David Willetts, the Westminster shadow education secretary, must have been surprised by the fallout from a speech he gave more than a week ago. All he had done was repeat the party’s decision not to expand grammar schools - a plan that David Cameron, the party leader, had stated on several occasions over the past year-and-a-half.

Yet horrified Tories claimed they had been caught out by a “sudden U-turn”

and threatened to defect to the UK Independence Party.

Others had more pressing issues. For Alan Johnson, the Education Secretary, it was maintaining his lead in the Labour deputy leadership race.

And for Sir William Stewart, chairman of the Health Protection Agency, it was getting to the bottom of the health dangers of wireless networks in schools.

He called for a review into the potential risks of wi-fi after the BBC’s Panorama reported that emissions from the networks could be three times those from a mobile phone mast.

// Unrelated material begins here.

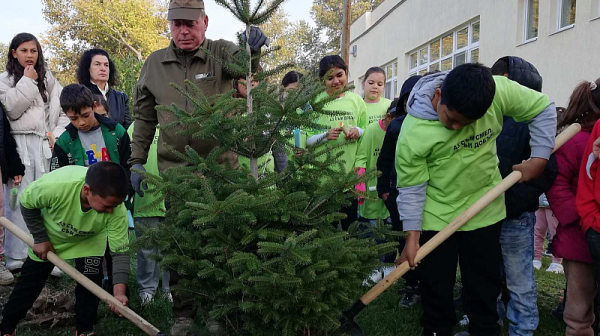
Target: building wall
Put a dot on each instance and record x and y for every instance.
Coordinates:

But scientists criticised the programme for being a “scare story” and “grossly unscientific”, pointing out that measurements had been made at different distances.

At St George’s secondary in Harpenden, Hertfordshire, head Norman Hoare revealed he had come up with a solution for dealing with high demand for places.

He hired a private detective to spy on parents whom he believed were lying about their addresses to obtain places at the school, which is three times oversubscribed.

He also authorised stake-outs at parents’ homes to verify their address details.

But his scheme’s success rate has not been high: so far, two families caught out in spot checks, but one successfully appealed.

Parents may want to check the length of their children’s fingers to see what sort of specialist schools they should attend. Academics at Bath university claimed that children whose ring fingers were as long as their index were more likely to favour maths. Those with shorter ring fingers shone at reading and writing.